Lecturer for this course: Kevin Coulembier.

For general information on honours in the School of Mathematics and Statistics, refer to the relevant honours handbook.

## Organisational Matters

**Office:** Carslaw 632

**Email:** kevin.coulembier@sydney.edu.au

**Timetable for Lectures:** *Monday 9am - 10pm* and *Wednesday 10am - 11pm* in Room **830**.

**Consultation Hours:** Monday 2 - 4pm, or by appointment.

** Exam:**

## Overview

The theory of topology is concerned with the
properties of space that are preserved under continuous deformations (stretching, crumpling and
bending), but not tearing or gluing.

The basic goal of algebraic topology is to find algebraic invariants (groups, rings, algebras, modules) that allow to distinguish between certain topological spaces. We will see the basics of two such
algebraic invariants, namely homotopy groups and homology groups.

- (Weeks 1-2) Chapter 0:
**Introduction.**Motivation for algebraic topology, basic notions of topology and homotopy theory, cell complexes.

- (Weeks 3-7) Chapter 1:
**Fundamental group.**Definition of the fundamental group, invariance under homotopy equivalences, van Kampen's theorem, covering spaces, deck transformations.

- (Weeks 8-12) Chapter 2:
**Homology.**Basic notions of homological algebra, singular homology, relative homology, simplicial homology, cellular homology.

- (Week 13) wrap up

## Lecture Notes

The lecture notes are only meant to accompany the book by Hatcher. The exact course content will consist of everything mentioned in the lecture notes (except the parts marked SI, which consist of supplementary information) and all parts of the book which relate to the notes.

## Exercises

The lecture notes contain a lot of short exercises, meant to test understanding of definitions or to fill in small gaps in the exposition of the theory. The lecture notes of Chapters 1 and 2 also contain lists of recommended exercises in Hatcher's book, for each section. These are more advanced exercises.

## Assessment

1. Two assignments worth 20% each; they will be posted here two weeks before the due date.

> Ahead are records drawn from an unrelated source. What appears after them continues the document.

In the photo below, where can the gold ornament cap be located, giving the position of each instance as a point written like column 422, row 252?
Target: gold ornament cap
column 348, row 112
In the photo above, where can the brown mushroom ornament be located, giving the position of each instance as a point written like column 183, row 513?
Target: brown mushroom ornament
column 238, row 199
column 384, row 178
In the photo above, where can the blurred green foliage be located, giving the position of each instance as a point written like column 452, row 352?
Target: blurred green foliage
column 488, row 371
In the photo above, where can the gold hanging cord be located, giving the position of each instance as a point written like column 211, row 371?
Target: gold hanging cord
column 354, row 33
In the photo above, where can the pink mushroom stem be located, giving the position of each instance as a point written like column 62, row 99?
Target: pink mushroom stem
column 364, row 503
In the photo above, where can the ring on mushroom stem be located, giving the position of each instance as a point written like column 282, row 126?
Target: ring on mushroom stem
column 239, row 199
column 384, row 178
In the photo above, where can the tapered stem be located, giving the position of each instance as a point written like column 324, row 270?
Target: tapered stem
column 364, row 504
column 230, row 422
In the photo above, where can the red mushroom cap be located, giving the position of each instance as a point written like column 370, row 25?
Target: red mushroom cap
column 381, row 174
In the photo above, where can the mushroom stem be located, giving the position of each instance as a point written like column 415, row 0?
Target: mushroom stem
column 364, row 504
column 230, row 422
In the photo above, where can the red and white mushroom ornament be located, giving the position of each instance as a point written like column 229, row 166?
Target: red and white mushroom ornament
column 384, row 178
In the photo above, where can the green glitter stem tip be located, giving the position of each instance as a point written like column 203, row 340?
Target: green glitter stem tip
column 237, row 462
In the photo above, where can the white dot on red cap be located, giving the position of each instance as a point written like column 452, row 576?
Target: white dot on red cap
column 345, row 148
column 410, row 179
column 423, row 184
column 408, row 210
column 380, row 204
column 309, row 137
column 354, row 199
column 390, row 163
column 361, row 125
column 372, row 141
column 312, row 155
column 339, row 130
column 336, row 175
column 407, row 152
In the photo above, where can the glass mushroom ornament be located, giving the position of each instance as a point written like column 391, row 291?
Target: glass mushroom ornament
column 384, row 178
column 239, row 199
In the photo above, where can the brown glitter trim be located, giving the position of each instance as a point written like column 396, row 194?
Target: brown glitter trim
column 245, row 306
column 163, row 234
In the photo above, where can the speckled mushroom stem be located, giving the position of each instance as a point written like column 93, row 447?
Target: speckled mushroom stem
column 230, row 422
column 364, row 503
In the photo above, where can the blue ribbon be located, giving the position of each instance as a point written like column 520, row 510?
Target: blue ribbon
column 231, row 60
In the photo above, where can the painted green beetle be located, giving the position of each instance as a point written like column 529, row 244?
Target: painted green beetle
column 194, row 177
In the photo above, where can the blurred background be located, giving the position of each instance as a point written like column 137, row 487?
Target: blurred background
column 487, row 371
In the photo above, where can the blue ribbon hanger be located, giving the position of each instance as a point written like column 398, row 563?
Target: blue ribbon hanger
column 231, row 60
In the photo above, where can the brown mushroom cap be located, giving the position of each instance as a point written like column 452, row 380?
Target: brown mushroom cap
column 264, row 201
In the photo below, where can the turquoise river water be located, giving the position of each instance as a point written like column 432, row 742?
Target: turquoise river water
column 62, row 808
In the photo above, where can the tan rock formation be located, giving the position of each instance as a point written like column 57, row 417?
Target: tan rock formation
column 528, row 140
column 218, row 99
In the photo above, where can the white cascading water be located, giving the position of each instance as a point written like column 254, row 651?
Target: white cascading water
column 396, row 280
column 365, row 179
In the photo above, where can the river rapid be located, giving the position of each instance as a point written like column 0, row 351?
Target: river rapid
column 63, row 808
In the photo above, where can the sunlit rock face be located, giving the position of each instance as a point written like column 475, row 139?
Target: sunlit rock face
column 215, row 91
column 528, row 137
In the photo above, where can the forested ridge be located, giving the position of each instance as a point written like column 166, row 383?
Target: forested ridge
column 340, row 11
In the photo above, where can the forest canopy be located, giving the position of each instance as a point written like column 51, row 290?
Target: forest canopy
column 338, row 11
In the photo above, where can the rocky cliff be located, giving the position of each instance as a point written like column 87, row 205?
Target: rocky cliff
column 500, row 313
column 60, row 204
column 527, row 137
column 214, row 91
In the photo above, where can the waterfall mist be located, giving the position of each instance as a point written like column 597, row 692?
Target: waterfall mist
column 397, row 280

- The first assignment is due Wednesday, April 18. Examples of solutions: Example 1, Example 2 and Example 3.

- The second assignment is due Wednesday, May 23. Examples of solutions: Example 1, and for everything except question 2(c) Example 2.

2. The written exam worth 60%, covering the whole content of the course, will take place on Wednesday June 20, 1:20-3:30pm in AGR (Carslaw 829). Eeach student is allowed to use a prepared two-sided page of notes during the exam.

## References

The main reference will be

A. Hatcher. Algebraic topology. Cambridge University Press, Cambridge, 2002. ISBN: 0-521-79160-X

Some errors in the original version have been corrected in the online version.